Com um balanço parcial do Tribunal Superior Eleitoral (TSE) apontando para pelo menos 20.501 candidatos registrados em todo o país, as eleições de 2026 desenham um cenário que contradiz a retórica de renovação da política brasileira. Em vez de uma onda de novos nomes, o pleito consolida um fenômeno histórico e transversal: a reprodução das dinastias políticas. Um levantamento da revista CartaCapital mapeia dezenas de candidatos a cargos majoritários e proporcionais que são filhos, netos ou cônjuges de políticos, demonstrando que a herança familiar funciona como uma poderosa vantagem de largada, independentemente da ideologia.

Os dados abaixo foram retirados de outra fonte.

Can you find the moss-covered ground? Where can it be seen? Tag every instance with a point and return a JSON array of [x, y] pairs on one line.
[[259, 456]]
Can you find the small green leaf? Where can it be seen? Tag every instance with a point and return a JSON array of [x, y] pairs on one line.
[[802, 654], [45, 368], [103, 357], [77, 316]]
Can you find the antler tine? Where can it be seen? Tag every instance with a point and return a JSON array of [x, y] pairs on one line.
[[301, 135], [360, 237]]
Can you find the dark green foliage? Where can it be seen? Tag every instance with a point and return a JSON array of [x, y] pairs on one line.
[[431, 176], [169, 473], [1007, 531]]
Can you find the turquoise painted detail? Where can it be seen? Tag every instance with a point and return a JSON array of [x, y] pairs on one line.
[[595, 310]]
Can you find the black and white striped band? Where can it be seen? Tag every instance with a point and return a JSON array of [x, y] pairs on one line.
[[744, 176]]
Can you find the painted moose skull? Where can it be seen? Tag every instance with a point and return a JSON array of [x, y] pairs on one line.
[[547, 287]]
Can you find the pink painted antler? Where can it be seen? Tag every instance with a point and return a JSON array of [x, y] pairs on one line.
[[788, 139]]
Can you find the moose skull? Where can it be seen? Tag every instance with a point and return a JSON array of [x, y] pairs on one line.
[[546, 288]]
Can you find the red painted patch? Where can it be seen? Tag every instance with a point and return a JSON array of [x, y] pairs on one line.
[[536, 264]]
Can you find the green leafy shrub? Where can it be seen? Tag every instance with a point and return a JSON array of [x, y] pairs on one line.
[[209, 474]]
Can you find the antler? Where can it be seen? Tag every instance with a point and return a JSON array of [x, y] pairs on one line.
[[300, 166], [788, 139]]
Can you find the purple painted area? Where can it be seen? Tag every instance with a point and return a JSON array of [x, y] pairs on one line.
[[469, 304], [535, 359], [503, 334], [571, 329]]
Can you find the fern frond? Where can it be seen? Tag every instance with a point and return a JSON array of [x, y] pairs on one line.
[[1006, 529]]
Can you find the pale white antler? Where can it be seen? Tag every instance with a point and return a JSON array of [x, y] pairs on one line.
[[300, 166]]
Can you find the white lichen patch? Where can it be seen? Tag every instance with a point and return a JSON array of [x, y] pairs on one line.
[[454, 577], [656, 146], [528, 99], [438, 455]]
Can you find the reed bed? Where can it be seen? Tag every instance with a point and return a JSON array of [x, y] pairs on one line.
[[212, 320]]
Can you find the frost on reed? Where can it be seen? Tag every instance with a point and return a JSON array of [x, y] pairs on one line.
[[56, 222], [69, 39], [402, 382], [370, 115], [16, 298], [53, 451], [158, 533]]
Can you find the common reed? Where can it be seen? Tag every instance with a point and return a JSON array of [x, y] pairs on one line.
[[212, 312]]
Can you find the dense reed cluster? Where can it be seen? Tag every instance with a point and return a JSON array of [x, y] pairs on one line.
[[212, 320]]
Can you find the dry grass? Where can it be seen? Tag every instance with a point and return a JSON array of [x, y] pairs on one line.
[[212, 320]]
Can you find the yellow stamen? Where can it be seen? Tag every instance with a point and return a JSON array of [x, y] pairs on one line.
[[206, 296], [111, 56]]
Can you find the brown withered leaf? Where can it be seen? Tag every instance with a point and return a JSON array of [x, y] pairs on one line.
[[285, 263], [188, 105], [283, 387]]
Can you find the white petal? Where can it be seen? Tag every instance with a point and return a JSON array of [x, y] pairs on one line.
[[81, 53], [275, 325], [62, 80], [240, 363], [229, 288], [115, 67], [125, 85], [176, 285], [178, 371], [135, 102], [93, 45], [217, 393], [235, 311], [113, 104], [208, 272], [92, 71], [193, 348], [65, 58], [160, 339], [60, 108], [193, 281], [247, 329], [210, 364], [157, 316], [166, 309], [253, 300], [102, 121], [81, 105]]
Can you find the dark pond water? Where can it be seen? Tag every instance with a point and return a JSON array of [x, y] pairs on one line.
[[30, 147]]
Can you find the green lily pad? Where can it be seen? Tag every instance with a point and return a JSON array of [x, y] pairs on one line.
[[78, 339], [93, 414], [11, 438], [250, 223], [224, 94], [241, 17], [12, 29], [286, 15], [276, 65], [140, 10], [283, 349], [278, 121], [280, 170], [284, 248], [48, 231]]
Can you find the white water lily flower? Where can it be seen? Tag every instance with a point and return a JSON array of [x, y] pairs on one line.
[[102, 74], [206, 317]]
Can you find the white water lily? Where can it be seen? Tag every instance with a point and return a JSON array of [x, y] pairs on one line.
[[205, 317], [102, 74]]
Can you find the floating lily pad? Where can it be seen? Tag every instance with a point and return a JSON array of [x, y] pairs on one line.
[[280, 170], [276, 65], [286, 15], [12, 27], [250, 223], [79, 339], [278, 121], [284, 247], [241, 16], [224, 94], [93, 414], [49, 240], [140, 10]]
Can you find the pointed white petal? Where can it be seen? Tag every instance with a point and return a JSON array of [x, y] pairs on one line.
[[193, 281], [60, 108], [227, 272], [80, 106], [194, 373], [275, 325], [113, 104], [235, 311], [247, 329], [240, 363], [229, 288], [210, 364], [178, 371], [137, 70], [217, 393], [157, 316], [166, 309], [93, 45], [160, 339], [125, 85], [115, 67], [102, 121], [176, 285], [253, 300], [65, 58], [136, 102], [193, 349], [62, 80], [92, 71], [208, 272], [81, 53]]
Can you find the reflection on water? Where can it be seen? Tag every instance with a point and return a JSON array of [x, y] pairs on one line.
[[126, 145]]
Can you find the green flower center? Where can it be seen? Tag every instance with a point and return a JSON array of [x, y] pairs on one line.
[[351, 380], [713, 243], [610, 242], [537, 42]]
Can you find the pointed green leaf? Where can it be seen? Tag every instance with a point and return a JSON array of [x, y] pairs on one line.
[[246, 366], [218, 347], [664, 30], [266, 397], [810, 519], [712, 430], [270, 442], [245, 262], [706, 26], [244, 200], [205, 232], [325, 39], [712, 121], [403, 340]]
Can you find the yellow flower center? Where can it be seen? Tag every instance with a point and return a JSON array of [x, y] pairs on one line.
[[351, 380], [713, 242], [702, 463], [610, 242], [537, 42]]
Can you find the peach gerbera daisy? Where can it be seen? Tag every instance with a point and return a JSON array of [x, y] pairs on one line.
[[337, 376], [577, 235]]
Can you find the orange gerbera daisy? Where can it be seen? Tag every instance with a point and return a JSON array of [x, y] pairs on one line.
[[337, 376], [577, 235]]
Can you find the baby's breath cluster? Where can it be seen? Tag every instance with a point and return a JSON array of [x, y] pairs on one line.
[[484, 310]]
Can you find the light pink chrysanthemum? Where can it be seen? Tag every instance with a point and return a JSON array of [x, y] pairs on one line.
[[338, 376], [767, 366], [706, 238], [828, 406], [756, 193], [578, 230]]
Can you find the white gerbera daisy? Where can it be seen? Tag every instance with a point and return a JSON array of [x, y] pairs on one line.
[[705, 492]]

A expressão mais midiática desse movimento é a família Bolsonaro. Com Jair Bolsonaro fora da urna, mas atuando como o principal ativo político do clã, a estratégia de sucessão é clara e abrange múltiplos cargos: Flávio Bolsonaro disputa a Presidência da República, Carlos concorre ao Senado por Santa Catarina, e Jair Renan busca uma vaga na Câmara dos Deputados pelo mesmo estado. O caso ilustra como o capital político acumulado é transferido geracionalmente para manter a influência no centro do poder.
No entanto, reduzir o fenômeno a um único grupo seria um erro de análise. A reprodução familiar atravessa esquerda, centro e direita, envolvendo tanto iniciantes quanto nomes com longa trajetória própria. Em Alagoas, a sucessão é explícita: Álvaro Lira, o “Alvinho”, de apenas 20 anos, disputa a Câmara enquanto seu pai, Arthur Lira, concorre ao Senado. Renan Calheiros busca a reeleição à Casa Alta, enquanto seu filho, o governo do estado. Em Pernambuco, o duelo pelo governo estadual opõe João Campos (filho de Eduardo Campos e bisneto de Miguel Arraes) a Raquel Lyra, filha do ex-governador João Lyra Neto. Até mesmo na esquerda raiz, nomes como Zeca Dirceu (PR) mantêm a linhagem ativa no Congresso.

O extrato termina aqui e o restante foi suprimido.